Bayangkan jika kurs dolar AS benar-benar tembus Rp20.000. Itu artinya nilai tukar rupiah melemah sekitar 29% dibanding kurs stabil sebelumnya di kisaran Rp15.500/USD.

Lalu, apa dampaknya terhadap harga-harga kebutuhan hidup sehari-hari?

1. Barang Impor: Melejit Tanpa Ampun

Barang-barang elektronik yang 100% bergantung pada impor akan langsung terasa kenaikannya.

  • iPhone (dulu Rp15 juta) bisa melonjak ke Rp19,3 juta
  • Laptop standar (Rp8 juta) bisa jadi Rp13,3 juta

Karena seluruh komponennya berbasis dolar, kenaikan kurs langsung diterjemahkan ke harga akhir.

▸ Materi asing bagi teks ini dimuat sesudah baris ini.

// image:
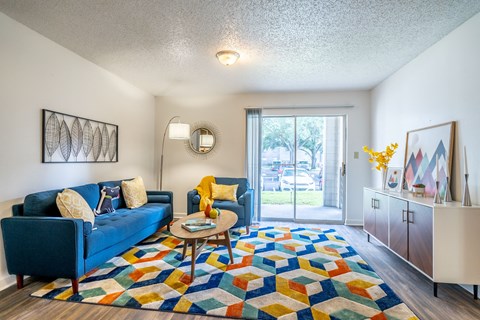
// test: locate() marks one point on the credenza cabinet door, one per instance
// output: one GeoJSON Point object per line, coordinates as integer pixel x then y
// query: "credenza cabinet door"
{"type": "Point", "coordinates": [398, 226]}
{"type": "Point", "coordinates": [420, 240]}
{"type": "Point", "coordinates": [381, 218]}
{"type": "Point", "coordinates": [369, 211]}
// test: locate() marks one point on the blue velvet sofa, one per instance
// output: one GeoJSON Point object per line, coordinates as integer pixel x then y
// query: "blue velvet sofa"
{"type": "Point", "coordinates": [38, 241]}
{"type": "Point", "coordinates": [243, 207]}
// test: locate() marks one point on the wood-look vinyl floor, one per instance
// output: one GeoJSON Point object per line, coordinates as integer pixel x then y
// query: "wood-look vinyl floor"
{"type": "Point", "coordinates": [453, 302]}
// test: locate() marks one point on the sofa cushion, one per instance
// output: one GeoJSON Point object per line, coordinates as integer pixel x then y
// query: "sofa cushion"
{"type": "Point", "coordinates": [243, 185]}
{"type": "Point", "coordinates": [108, 197]}
{"type": "Point", "coordinates": [72, 205]}
{"type": "Point", "coordinates": [135, 193]}
{"type": "Point", "coordinates": [120, 202]}
{"type": "Point", "coordinates": [112, 228]}
{"type": "Point", "coordinates": [44, 203]}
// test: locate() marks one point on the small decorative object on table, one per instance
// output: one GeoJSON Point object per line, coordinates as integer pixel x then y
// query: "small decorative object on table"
{"type": "Point", "coordinates": [448, 193]}
{"type": "Point", "coordinates": [382, 158]}
{"type": "Point", "coordinates": [394, 179]}
{"type": "Point", "coordinates": [418, 189]}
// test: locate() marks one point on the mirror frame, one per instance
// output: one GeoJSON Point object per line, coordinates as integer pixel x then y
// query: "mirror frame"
{"type": "Point", "coordinates": [195, 140]}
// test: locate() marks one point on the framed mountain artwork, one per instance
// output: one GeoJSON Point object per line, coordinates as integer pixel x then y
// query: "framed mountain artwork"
{"type": "Point", "coordinates": [428, 157]}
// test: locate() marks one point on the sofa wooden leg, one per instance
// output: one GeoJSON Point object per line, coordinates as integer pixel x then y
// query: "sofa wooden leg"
{"type": "Point", "coordinates": [19, 281]}
{"type": "Point", "coordinates": [75, 286]}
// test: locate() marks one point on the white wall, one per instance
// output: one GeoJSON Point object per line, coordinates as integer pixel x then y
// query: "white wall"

2. BBM & Energi: Harga Naik, Biaya Hidup Ikut Merangkak

Indonesia masih mengimpor sebagian besar kebutuhan energi seperti minyak mentah dan LPG. Jika dolar menguat tajam:

  • Pertalite per liter bisa naik dari Rp10.000 ke Rp12.000–13.000
  • Gas LPG 3 kg naik dari Rp20.000 menjadi Rp23.000–25.000

Kenaikan ini akan menular ke sektor lain, terutama transportasi dan logistik.

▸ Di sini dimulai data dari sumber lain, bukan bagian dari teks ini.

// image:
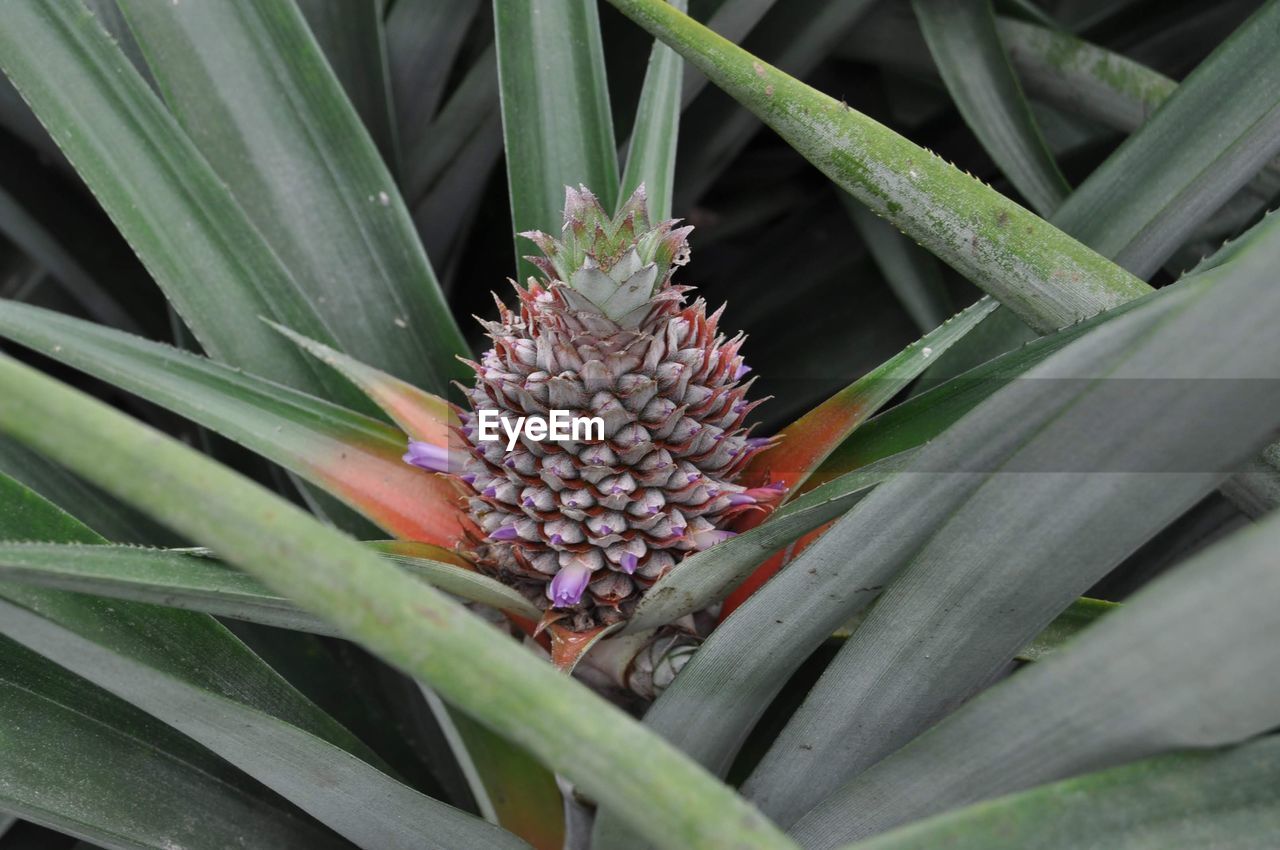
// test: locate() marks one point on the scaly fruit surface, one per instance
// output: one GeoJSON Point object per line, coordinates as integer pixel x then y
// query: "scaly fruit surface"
{"type": "Point", "coordinates": [584, 528]}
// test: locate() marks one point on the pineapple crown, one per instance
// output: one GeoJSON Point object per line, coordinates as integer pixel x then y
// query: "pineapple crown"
{"type": "Point", "coordinates": [615, 263]}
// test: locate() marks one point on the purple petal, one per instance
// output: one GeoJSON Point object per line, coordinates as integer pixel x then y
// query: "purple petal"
{"type": "Point", "coordinates": [566, 588]}
{"type": "Point", "coordinates": [709, 538]}
{"type": "Point", "coordinates": [428, 456]}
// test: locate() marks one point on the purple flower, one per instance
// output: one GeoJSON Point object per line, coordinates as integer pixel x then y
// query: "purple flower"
{"type": "Point", "coordinates": [428, 456]}
{"type": "Point", "coordinates": [566, 588]}
{"type": "Point", "coordinates": [709, 538]}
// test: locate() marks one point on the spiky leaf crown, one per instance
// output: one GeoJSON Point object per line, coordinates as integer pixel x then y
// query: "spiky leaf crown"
{"type": "Point", "coordinates": [584, 528]}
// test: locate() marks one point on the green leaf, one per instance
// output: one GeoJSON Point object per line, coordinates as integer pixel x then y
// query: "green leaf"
{"type": "Point", "coordinates": [1065, 421]}
{"type": "Point", "coordinates": [910, 272]}
{"type": "Point", "coordinates": [423, 41]}
{"type": "Point", "coordinates": [965, 46]}
{"type": "Point", "coordinates": [251, 88]}
{"type": "Point", "coordinates": [348, 455]}
{"type": "Point", "coordinates": [127, 781]}
{"type": "Point", "coordinates": [1046, 277]}
{"type": "Point", "coordinates": [1189, 158]}
{"type": "Point", "coordinates": [1225, 799]}
{"type": "Point", "coordinates": [1192, 661]}
{"type": "Point", "coordinates": [197, 243]}
{"type": "Point", "coordinates": [652, 154]}
{"type": "Point", "coordinates": [556, 118]}
{"type": "Point", "coordinates": [474, 667]}
{"type": "Point", "coordinates": [795, 37]}
{"type": "Point", "coordinates": [512, 787]}
{"type": "Point", "coordinates": [353, 42]}
{"type": "Point", "coordinates": [193, 580]}
{"type": "Point", "coordinates": [470, 108]}
{"type": "Point", "coordinates": [1010, 551]}
{"type": "Point", "coordinates": [188, 671]}
{"type": "Point", "coordinates": [113, 519]}
{"type": "Point", "coordinates": [708, 576]}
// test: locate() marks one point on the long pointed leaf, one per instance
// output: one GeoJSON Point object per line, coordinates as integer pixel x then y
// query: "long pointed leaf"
{"type": "Point", "coordinates": [1045, 275]}
{"type": "Point", "coordinates": [195, 581]}
{"type": "Point", "coordinates": [251, 88]}
{"type": "Point", "coordinates": [348, 455]}
{"type": "Point", "coordinates": [1193, 661]}
{"type": "Point", "coordinates": [475, 668]}
{"type": "Point", "coordinates": [556, 118]}
{"type": "Point", "coordinates": [963, 39]}
{"type": "Point", "coordinates": [652, 155]}
{"type": "Point", "coordinates": [1226, 799]}
{"type": "Point", "coordinates": [199, 245]}
{"type": "Point", "coordinates": [128, 780]}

3. Transportasi & Logistik: Kenaikan Bertingkat

Transportasi publik dan pengiriman barang sangat sensitif terhadap harga BBM. Jika BBM naik, maka:

  • Ongkir lokal 1 kg bisa melonjak dari Rp10.000 ke Rp12.000–13.000
  • Tiket bus AKAP dari Rp120.000 bisa jadi Rp145.000

Efek domino ini membuat harga-harga kebutuhan lain ikut terdorong naik

4. Pangan: Dari Tempe hingga Daging Kena Dampak

Bahan pangan seperti kedelai dan gandum sebagian besar masih impor. Jadi jangan kaget kalau:

  • Tempe (1 papan) naik dari Rp5.000 ke Rp6.500–7.000
  • Daging sapi per kg dari Rp130.000 jadi Rp160.000
  • Tepung terigu dari Rp10.000 jadi Rp13.000–14.000

Konsumen kelas menengah bawah akan paling terdampak karena sektor pangan menyentuh pengeluaran harian.

5. Sembako: Barang Pokok Juga Tak Luput

Meski terlihat “lokal”, banyak sembako masih bergantung pada pasokan global atau bahan baku impor. Maka wajar jika:

  • Gula pasir/kg naik ke Rp16.000
  • Mi instan dari Rp3.000 bisa jadi Rp3.800
  • Minyak goreng/L melonjak ke Rp17.000–18.000

Ketika harga bahan pokok naik, daya beli masyarakat langsung terpukul.

Kesimpulan: Dolar Naik, Rakyat Menjerit

Kenaikan kurs dolar bukan sekadar angka—itu artinya kenaikan harga hidup. Mulai dari gadget hingga gorengan, semua jadi lebih mahal. Jika tidak ditangani serius, gejolak kurs bisa memicu inflasi tinggi dan memperlebar jurang kemiskinan.